The Horse's Mouth

So, where I work they have satellite radio. They rotate on a weekly basis between five stations. There’s contemporary country; contemporary pop; a mix of contemporary pop and popular hits from the 80s, 90s, and 2000s (imagine an endless duet by Elton John and Taylor Swift); rock from the 60s and 70s; and rock from the late-70s and 80s. I must say, I like the 60s-70s station best. Yeah, I know, musical taste is purely subjective, blah, blah, blah. Still, it’s pretty obvious that popular rock n’ roll music took a drastic turn for the worse somewhere in the mid-70s. A lot of rock stars got fat on their own success and a lot of greasy, industry-types got their hands on the creative controls. Cronyism reigned. The result was a lot of shitty albums by folks who would’ve been better off sticking to session work, or turning knobs behind the glass, or selling drugs to real artists – something useful.

That isn’t to say, this whole time, there wasn’t good, original music being made SOMEWHERE. The powers that controlled dissemination just didn’t have any motivation to seek it out. This is always the way with pop culture. The AMERICAN WAY, Jack. As soon as something original and authentic breaks into the mainstream, a tidal wave of shit comes pouring through the opening. The reins of dissemination are inevitably taken by those who are the best at packaging, homogenizing and selling an idea. Money trumps everything. And don’t worry; the music industry is to the publishing industry, is to our education system, is to our democracy.

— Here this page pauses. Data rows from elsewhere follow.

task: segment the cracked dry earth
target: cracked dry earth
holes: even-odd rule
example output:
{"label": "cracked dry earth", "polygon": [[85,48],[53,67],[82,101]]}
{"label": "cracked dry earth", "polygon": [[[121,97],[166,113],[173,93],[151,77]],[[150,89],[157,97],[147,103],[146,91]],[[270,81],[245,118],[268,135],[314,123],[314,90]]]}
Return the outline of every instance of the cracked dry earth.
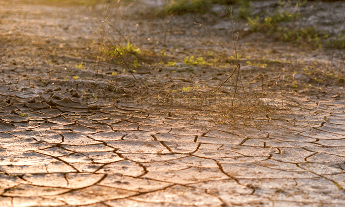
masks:
{"label": "cracked dry earth", "polygon": [[[65,11],[68,17],[71,13],[60,7],[45,8],[49,16],[54,17],[51,13],[55,9],[61,13]],[[19,23],[8,28],[15,14],[9,11],[7,17],[3,17],[2,41],[15,39],[14,47],[19,48],[16,44],[21,42],[21,36],[16,33],[15,24]],[[29,17],[17,18],[30,21],[33,18],[33,21],[51,28],[53,34],[49,34],[51,40],[44,45],[50,48],[54,42],[57,45],[57,55],[49,58],[58,60],[50,67],[65,75],[64,69],[72,68],[73,61],[79,59],[59,56],[62,55],[58,48],[69,45],[78,49],[73,44],[82,40],[73,39],[71,34],[67,35],[72,41],[52,37],[57,31],[71,32],[59,29],[69,22],[46,20],[49,24],[37,20],[37,14],[29,12]],[[76,16],[85,19],[81,14]],[[8,24],[4,26],[3,22]],[[59,24],[62,24],[55,27]],[[30,30],[39,30],[24,28],[21,32],[37,39]],[[16,37],[11,36],[13,34]],[[39,35],[43,40],[47,35]],[[267,44],[270,42],[259,46]],[[279,55],[287,50],[284,45],[282,49],[279,45],[275,48]],[[200,115],[200,111],[191,117],[175,113],[174,109],[171,112],[138,104],[93,102],[82,97],[80,88],[87,85],[78,87],[91,81],[82,76],[84,71],[78,74],[85,81],[62,78],[43,84],[25,76],[18,79],[26,68],[31,69],[30,75],[36,77],[47,70],[44,54],[39,53],[36,45],[29,46],[38,57],[25,53],[28,50],[24,47],[11,54],[22,56],[25,61],[11,59],[16,57],[13,54],[1,58],[6,65],[2,66],[0,91],[0,207],[345,206],[345,95],[341,86],[332,85],[328,89],[322,86],[323,91],[310,88],[297,92],[285,87],[285,112],[260,116],[255,124],[234,126],[214,122]],[[318,58],[310,53],[303,57],[312,61]],[[35,63],[23,65],[30,62],[26,55]],[[87,57],[82,59],[88,63]],[[333,61],[337,64],[341,60],[335,55]],[[161,73],[151,72],[149,75],[157,75],[156,78],[175,74],[170,68],[163,68]],[[192,74],[185,72],[181,73],[185,77]],[[205,76],[211,86],[226,77],[207,72]],[[108,77],[105,72],[101,74]],[[148,78],[145,73],[139,75]],[[289,75],[285,74],[287,84],[291,83]],[[177,78],[173,81],[183,81]],[[197,78],[196,74],[191,79]],[[282,78],[281,81],[284,82]],[[124,82],[126,88],[128,83]],[[100,88],[110,85],[104,83]],[[31,85],[34,87],[28,86]]]}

I write songs and play in a rock n’ roll band (google Hue Blanc’s Joyless Ones and see how hard we’ve sold out – catchy name notwithstanding), but as an artist, I’m primarily a writer of fiction novels. I tried shopping my work to major publishers, and quickly recognized it as a doomed, time-wasting endeavor. So I said, “fuck it. I AM a publisher. I am Joyless House.” I recruited my brother-in-law, whose life’s work just happens to be the smashing of outdated, ineffective paradigms. He was a public school teacher until he finally refused to toil any longer under Big Brother Walker’s whip. He had the balls to go rogue. Rather than beat his head against the walls of a broken system, he chose to join the revolution and remake education to work for today’s world. This publishing gig is right up his alley. The truth was like a revelation: we have the message, we have the passion, and we have as much access to the means of dissemination as any marketing team at a big time publishing house. Forward, baby.

Of this much, dear reader, you may safely rest assured: anything you get from Joyless House is coming straight from the horse’s mouth. If you decide it to be shit, well . . . maybe there’s something a little wrong with the horse. But he is a well-meaning animal, after all. He may have a few . . . peccadilloes, but at least he has integrity.